The wholesale amount of Prunes and Prism which Mrs General infused into the
family life, combined with the perpetual plunges made by Fanny into society,
left but a very small residue of any natural deposit at the bottom of the
mixture. This rendered confidences with Fanny doubly precious to Little Dorrit,
and heightened the relief they afforded her.
'Amy,' said Fanny to her one night when they were alone, after a day so
tiring that Little Dorrit was quite worn out, though Fanny would have taken
another dip into society with the greatest pleasure in life, 'I am going to put
something into your little head. You won't guess what it is, I suspect.'
'I don't think that's likely, dear,' said Little Dorrit.

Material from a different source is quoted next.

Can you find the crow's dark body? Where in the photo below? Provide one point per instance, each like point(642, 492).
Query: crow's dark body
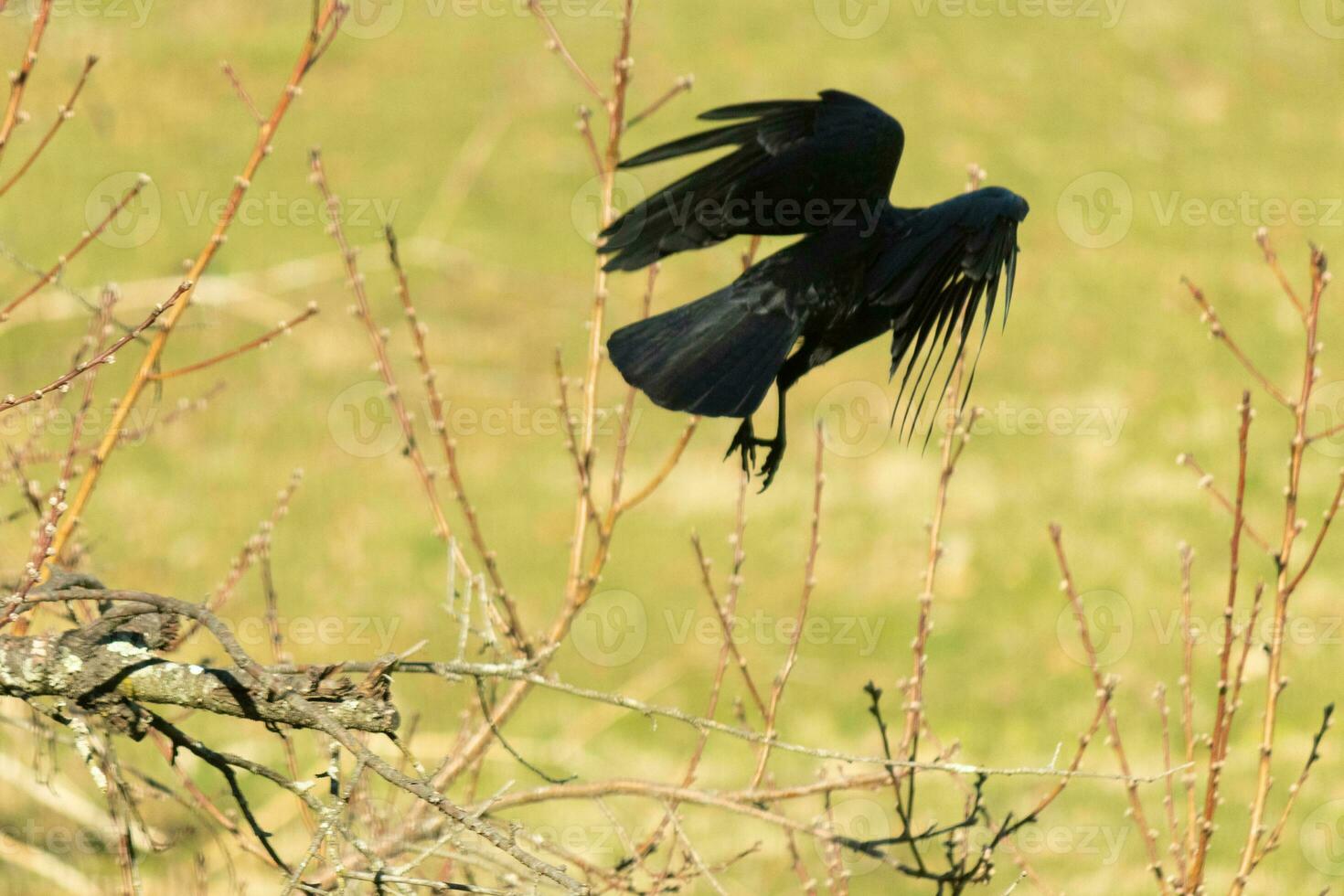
point(918, 272)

'Come, I'll give you a clue, child,' said Fanny. 'Mrs General.'
Prunes and Prism, in a thousand combinations, having been wearily in the
ascendant all day--everything having been surface and varnish and show without
substance--Little Dorrit looked as if she had hoped that Mrs General was safely
tucked up in bed for some hours.
'Now, can you guess, Amy?' said Fanny.
'No, dear. Unless I have done anything,' said Little Dorrit, rather alarmed,
and meaning anything calculated to crack varnish and ruffle surface.
Fanny was so very much amused by the misgiving, that she took up her
favourite fan (being then seated at her dressing-table with her armoury of cruel
instruments about her, most of them reeking from the heart of Sparkler), and
tapped her sister frequently on the nose with it, laughing all the time.
'Oh, our Amy, our Amy!' said Fanny. 'What a timid little goose our Amy is!
But this is nothing to laugh at. On the contrary, I am very cross, my dear.'
'As it is not with me, Fanny, I don't mind,' returned her sister, smiling.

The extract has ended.